It’s a truism in the computer security world that the bad guys have gained the upper hand. Just think about all the major security breaches over the past few years for evidence.
The black hats’ victories have led doomsayers like FBI director James Comey’s to say that “There are two kinds of big companies in the United States. There are those who’ve been hacked … and those who don’t know they’ve been hacked.”
Those views have led to a major shift in the way experts think about security, according to Scott Chasin, co-founder and CEO of ProtectWise. His startup is based in Denver and has raised $17 million during the past two years and just recently emerged from stealth.
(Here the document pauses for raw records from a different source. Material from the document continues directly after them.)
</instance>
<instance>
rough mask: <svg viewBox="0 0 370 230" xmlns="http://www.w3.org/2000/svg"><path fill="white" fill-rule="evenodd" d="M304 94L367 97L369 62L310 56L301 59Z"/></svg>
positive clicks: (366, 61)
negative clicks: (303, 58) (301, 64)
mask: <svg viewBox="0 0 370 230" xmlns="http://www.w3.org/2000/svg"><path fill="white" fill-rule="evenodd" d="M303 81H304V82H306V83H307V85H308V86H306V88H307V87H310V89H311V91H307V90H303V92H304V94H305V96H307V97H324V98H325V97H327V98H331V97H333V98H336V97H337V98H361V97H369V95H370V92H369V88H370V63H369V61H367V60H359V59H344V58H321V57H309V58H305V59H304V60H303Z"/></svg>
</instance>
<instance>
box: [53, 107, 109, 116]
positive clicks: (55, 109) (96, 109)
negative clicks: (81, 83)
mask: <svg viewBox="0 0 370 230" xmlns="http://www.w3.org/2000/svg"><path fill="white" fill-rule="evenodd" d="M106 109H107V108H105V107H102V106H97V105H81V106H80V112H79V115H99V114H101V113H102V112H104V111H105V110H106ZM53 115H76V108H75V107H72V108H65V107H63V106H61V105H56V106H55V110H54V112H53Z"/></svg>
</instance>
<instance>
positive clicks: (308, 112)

Like many executives, he believes the days when software could keep hackers out of the network are gone, and now the mission is to catch them as quickly as possible once they’ve broken in and limit the damage.
“The whole industry has moved very dramatically away from detect and block to detect and respond,” Chasin said. “The reality we live in today is that the bad guys are always going to be one step ahead, so how many steps behind do you want to be?”
If industry analysts are right, the good guys are many, many steps behind. ProtectWise cites figures that say it takes an average of 205 days for an organization to realize it’s been hacked. In this situation, the first challenge for security companies is “really about closing the breach-detection window,” Chasin said. But without staff trained in forensic investigation and analysis, companies are hamstrung.
ProtectWise wants to fix that by making software that automates threat detection and analysis. The company has been developing cloud-based software it believes makes it easier for security pros to monitor their networks, detect threats, and respond to attacks before the damage spreads.
Chasin likens ProtectWise’s approach to creating a DVR that records all activity on a network. The startup’s software is always watching for attacks and keeps tabs on what’s happening, and customers can use it to replay what’s happened on their networks.
The DVR knows what to look for because ProtectWise also has made what it calls its “wisdom engine” that is continually updated with the latest threats. Together, they enable ProtectWise to offer real-time security that’s been enhanced by potential threats the startup has uncovered as it keeps going over its recordings in search of suspicious activity.
Tracking and recording network activity to spot breaches and threatening behavior isn’t a new idea. Companies specializing in security information and event management, or SIEM, include Boulder, CO-based LogRhythm, IBM, HP, Splunk, and McAfee. What makes ProtectWise unique is the way it uses the cloud to offer collective security while continually upgrading its database of threats, co-founder and CTO Gene Stevens said. When companies buy software to protect their networks, they’re usually on their own and it’s up to them to follow best practices and stay up to date.
Stevens said there’s more safety in numbers. Businesses usually don’t know what tactics hackers are using against other businesses, but if a group of hackers go after several customers at once, ProtectWise will notice. ProtectWise also will collect so much data and see so much activity it will be able to find threats faster than other companies, and when upgrades or warnings go out, everyone will get them, Stevens said.
Chasin said ProtectWise will retain “full-fidelity network traffic” much longer than competitors, eventually even for years. And he boasts about the user friendly visualizer his product offers, which does have a cool story—the interface was designed by a Hollywood professional who led design work on the recent “Tron” remake.
Moving security off premises and into the cloud might seem risky. The corporate world has grown accustomed to relying on third parties to keep sensitive files, e-mails, and customer data safe, but handing over a vital part of a company’s defenses to a startup is another thing.
Chasin said it’s an idea whose time has come.
“Most of the folks we’ve talked to understand they’ve got to come off the island and there’s safety in numbers. That’s a big part of our model,” Chasin said.
When ProtectWise makes its pitch, Chasin said potential customers understand the value of the advanced and automated threat detection and why they’d benefit. They also understand it is too costly and complicated for most companies to manage on their own. So they’re receptive of the idea, but that still means ProtectWise needs to prove itself.
The background of ProtectWise’s founders could help inspire confidence. Collectively, they have decades of experience in making Web-based applications for businesses and security software. Foremost is Chasin. In the 1990s, he co-founded and was chief technology officer of USA.Net, one of the first Web-based e-mail services. He also co-founded and was CTO of MX Logic, a Colorado-based “security as a service” company that made software that protected corporate e-mail and websites. McAfee bought MX Logic in 2009 for $140 million and Chasin became the CTO of McAfee’s content and cloud security unit, where he led McAfee’s push to offer more cloud-based and software-as-a-service security products.
That background and Chasin’s ideas also have helped with investors. ProtectWise has raised $17 million from Crosslink Capital, Trinity Ventures, Paladin Capital Group and Arsenal Venture Partners.